Blessings can be found in a smile...in a kind word...in a thoughtful deed...in a line from a song...in a moment shared...in a hand finding yours...in saying hello...in encouraging one another...in saying thank you...in a beautiful sunrise...in friendship...in putting someone first...in doing to others what you would have them do to you.

My part is to look for those blessings - I think that will not be difficult to do!


Monday, 4 January 2016

New Year's Resolutions

I have never been particularly good at making New Year's resolutions. My resolve was generally gone a few days into the New Year!

This year I did not make any resolutions and not because I knew I would not be able to keep them. I did not make any because I believe I can resolve to be a better person, to behave in a better way, to be better at each new day on any day of the year. I believe when I lose my resolve, whether for a moment, for a day or for longer, that I do not have to wait until the next January 1st to start again. Right there, in that moment, in that day, I can pick myself up and begin again.

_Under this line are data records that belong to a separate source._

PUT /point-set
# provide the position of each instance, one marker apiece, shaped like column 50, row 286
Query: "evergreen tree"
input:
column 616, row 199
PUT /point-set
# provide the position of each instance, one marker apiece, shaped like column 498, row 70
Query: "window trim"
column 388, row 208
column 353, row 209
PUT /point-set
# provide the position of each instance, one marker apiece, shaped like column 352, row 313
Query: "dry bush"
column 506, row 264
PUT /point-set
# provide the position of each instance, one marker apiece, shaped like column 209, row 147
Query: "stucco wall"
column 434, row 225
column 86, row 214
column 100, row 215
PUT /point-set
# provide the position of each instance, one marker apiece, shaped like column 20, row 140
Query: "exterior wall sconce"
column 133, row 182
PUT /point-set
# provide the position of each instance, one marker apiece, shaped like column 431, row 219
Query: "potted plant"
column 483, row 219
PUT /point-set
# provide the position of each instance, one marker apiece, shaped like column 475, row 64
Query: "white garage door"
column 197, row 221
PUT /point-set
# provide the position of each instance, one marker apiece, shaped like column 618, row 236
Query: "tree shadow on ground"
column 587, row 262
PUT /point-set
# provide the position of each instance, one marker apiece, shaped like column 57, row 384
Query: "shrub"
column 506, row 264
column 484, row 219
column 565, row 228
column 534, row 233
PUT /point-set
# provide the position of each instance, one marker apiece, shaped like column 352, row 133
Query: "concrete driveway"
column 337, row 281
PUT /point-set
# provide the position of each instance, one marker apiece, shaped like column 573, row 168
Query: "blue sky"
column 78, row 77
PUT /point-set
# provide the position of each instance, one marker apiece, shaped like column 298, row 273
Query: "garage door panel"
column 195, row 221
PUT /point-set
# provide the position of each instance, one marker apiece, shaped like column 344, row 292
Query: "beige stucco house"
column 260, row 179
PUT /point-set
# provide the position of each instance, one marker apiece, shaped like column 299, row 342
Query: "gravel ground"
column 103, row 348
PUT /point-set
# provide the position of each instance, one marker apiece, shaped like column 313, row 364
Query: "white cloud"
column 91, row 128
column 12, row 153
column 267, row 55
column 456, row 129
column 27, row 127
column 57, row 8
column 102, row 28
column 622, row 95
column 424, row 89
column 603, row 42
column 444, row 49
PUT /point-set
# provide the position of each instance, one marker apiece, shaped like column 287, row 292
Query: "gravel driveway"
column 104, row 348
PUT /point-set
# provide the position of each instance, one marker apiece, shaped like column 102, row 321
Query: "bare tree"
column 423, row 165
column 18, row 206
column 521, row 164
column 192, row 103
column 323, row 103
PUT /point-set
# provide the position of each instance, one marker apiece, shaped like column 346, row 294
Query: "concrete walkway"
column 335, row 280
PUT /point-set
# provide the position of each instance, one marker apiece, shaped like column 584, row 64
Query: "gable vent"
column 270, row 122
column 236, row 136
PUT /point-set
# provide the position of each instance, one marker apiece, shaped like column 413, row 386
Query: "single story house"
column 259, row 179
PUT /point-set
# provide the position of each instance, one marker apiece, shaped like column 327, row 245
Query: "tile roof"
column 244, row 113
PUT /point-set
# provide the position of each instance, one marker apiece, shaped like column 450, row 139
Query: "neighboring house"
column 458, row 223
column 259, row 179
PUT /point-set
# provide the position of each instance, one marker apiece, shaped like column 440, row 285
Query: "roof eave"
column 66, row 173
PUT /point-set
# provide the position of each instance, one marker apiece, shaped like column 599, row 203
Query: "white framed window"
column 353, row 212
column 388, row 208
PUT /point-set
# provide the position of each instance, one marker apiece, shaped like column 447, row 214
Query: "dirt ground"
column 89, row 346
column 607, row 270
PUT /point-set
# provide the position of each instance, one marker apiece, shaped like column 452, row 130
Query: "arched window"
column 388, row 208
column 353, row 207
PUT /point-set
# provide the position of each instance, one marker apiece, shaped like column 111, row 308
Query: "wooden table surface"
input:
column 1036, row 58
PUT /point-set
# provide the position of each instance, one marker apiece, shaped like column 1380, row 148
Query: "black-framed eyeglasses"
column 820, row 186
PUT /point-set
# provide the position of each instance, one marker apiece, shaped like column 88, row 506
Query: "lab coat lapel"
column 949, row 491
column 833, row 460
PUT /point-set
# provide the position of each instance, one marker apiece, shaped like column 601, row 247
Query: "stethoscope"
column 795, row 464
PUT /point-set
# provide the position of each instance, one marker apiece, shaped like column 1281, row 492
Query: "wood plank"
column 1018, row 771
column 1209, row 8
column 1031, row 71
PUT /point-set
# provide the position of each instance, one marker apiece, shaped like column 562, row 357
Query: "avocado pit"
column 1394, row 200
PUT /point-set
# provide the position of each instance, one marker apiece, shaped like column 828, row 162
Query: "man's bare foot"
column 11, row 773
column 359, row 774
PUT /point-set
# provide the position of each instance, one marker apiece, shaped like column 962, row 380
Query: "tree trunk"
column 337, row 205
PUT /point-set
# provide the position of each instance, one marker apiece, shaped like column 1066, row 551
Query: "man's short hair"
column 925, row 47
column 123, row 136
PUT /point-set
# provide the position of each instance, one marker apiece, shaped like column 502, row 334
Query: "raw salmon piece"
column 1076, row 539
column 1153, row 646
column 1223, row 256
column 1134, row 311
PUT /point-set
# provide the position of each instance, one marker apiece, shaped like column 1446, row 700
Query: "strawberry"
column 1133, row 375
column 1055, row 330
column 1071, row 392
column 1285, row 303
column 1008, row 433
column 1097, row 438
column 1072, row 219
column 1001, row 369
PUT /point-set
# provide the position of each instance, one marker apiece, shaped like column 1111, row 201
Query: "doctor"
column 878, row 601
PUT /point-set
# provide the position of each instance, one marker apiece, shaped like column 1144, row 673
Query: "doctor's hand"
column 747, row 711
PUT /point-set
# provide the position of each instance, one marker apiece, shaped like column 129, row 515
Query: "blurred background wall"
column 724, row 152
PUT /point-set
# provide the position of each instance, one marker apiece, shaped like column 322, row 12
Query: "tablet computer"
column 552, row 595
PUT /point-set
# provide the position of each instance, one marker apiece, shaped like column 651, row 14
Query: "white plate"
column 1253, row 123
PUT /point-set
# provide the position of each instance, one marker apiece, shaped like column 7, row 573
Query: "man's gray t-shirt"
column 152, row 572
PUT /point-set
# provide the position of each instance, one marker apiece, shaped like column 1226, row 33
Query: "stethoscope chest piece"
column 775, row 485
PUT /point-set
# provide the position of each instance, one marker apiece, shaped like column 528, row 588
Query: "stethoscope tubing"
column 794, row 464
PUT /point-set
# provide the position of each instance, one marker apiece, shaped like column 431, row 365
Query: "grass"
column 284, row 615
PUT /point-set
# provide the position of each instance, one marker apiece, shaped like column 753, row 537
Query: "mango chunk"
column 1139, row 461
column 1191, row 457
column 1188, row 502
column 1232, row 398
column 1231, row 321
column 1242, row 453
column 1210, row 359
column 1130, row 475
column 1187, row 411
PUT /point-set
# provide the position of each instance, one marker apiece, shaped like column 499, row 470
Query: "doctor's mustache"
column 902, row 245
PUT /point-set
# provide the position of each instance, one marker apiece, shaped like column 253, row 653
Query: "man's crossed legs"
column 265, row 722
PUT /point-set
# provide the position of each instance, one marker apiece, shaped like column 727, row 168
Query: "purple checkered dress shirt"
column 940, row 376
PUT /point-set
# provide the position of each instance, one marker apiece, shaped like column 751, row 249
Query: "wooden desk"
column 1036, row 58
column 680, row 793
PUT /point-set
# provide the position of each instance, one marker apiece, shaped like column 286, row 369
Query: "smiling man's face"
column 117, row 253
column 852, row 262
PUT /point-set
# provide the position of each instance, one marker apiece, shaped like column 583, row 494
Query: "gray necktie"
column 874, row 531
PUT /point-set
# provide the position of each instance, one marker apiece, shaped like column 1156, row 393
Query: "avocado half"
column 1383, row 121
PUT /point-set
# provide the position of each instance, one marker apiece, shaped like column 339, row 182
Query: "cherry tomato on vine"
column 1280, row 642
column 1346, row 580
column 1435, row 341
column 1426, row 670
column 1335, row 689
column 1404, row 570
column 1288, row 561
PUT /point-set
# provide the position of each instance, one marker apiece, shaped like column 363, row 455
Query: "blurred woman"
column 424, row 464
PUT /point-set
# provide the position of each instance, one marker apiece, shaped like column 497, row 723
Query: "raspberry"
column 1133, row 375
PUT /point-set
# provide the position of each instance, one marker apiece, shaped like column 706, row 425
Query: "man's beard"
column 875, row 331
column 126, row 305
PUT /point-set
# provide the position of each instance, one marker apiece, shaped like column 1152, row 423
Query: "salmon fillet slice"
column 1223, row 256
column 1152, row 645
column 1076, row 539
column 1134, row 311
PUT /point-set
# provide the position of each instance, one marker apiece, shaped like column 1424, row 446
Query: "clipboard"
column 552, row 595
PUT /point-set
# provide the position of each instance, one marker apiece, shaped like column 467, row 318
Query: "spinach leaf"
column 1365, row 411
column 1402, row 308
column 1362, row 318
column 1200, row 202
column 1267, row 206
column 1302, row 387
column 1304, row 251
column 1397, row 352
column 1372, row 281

I have been learning about grace. Grace is a word that is used to describe so many things - the way someone moves, behaviour, God's undeserved and unmerited favour, what we say before a meal, a period of favour shown to someone and a way to address someone. The grace that I have been learning about is grace that gives me something I do not deserve which I can then give to others.

My life is covered by grace and that is why, when I lose my resolve, I can continue and pick myself up and keep on walking. For a long time I was familiar with grace however it is only more recently that I have learnt that grace covers everything. Grace turns feeling a failure into feeling secure. Grace turns fear into peace. Grace catches me when I fall.

When I let grace hold me and guide me it begins to change me from the inside. I hope it is turning me into a person who can show grace to others. Grace has turned my world upside down.

So maybe I have made a New Year's resolution after all! As every sun brings a new day so shall I try to live a life which is covered by grace and one which gives out grace.